Inflammation around the blood brain barrier as a result of allergens, infections or otherwise cause increased permeability or loosening of the tight junctions that keeps bad things out! Mast cells activated by allergens create this increased stress and contribute to this loosening.
An easy and mostly tolerable treatment is to trial a mast cell stabilizer such as disodium cromoglycate or Nasalcrom. It’s over the counter and readily available for use. I’m a personal fan and use it often in patients.
An age old mast cell stabilizer traditionally used with asthmatics, Nasalcrom is effective at blocking mast cells and quelling the immediate waterworks associated with allergies. Secondly, it has a positive effect upon decreasing inflammation around the blood-brain barrier which we know to be an incredibly sensitive protective layer that contributes to neurocognitive changes if disrupted.
Another medication proven to resolve inflammation is cimetidine or Tagamet. Traditionally an H2 blocker for stomach acid also known to cross the blood brain barrier and effectively calm the histamine effect. In studies, histamine is one of the central nervous system neurotransmitters found to cause blood-brain barrier opening if over stimulated. Tagamet can be found over the counter but unlike Nasalcrom carries more precautions and side effects. Check with your provider for interactions and weigh the risks and benefits.

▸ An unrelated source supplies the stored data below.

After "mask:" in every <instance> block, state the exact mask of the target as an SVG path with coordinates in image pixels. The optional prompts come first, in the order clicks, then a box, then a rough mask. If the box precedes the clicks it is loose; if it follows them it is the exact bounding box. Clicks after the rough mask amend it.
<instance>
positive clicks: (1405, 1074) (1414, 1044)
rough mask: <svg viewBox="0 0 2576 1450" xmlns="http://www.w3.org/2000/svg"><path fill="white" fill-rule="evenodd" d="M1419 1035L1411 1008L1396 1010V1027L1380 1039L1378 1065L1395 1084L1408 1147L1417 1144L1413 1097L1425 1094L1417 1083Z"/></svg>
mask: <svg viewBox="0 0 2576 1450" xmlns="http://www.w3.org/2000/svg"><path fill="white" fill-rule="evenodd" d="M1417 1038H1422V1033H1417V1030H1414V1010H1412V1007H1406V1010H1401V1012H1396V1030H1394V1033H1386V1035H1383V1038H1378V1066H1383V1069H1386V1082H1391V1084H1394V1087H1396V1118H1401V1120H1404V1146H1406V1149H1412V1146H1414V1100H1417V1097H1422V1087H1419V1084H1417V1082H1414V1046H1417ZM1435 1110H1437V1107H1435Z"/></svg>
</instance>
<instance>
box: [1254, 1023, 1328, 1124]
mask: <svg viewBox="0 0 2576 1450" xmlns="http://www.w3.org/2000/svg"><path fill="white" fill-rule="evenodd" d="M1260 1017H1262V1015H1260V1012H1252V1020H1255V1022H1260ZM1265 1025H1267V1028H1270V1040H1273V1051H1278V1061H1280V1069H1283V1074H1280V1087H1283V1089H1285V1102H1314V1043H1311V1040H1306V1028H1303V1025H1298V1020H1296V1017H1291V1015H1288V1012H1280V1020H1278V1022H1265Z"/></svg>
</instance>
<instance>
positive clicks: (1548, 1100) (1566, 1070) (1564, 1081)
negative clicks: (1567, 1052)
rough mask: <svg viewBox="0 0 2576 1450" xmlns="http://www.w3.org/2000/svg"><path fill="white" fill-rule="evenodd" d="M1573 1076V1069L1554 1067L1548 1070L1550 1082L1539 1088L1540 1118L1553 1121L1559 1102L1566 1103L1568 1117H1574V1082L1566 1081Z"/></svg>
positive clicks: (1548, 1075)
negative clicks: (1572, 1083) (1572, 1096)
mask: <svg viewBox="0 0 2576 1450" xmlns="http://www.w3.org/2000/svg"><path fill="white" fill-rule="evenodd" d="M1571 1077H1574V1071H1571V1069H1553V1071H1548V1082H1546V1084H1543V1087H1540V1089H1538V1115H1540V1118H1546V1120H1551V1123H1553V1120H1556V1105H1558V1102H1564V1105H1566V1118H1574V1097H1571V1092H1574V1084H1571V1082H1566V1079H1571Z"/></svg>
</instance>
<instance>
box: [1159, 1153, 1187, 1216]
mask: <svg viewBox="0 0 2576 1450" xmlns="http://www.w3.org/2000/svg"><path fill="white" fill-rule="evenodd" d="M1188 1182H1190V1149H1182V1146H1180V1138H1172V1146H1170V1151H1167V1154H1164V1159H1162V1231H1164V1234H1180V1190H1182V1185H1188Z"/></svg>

Not a favorite given potential long-term use side effects but short-term is generally well tolerated.
Natural supplements that may prove helpful are those that balance cytokines. Quercertin, vitamin C , curcumin, Alpha Lipoic Acid are a few supplements, if tolerated, can be useful assisting with symptoms.
Homeopathy may be beneficial but I find isn’t as quick acting in this scenario.
In addition to medications, supplements and herbals, evaluating and modifying your environment can provide monumental gains. Use HEPA filters during peak seasons, wash linens weekly, keep windows closed, and take showers at night washing hair more frequently to prevent any pollen picked up during your daily travels from making it to your bed causing further reaction.
Although a bit more invasive, I am prescribing oxygen therapies using major autohemotherapy to further balance the immune system. This certainly isn’t something to begin with the expectation of immediate response during allergy season. However, if your child suffers seasonal allergies, it may be a viable option to consider prior to the season.
Always follow up with your provider to discuss options and evaluate your individual needs before employing a treatment regimen on your own. Hopefully this provides some guidance in combating those nasty AE and PANS flares during the Spring season!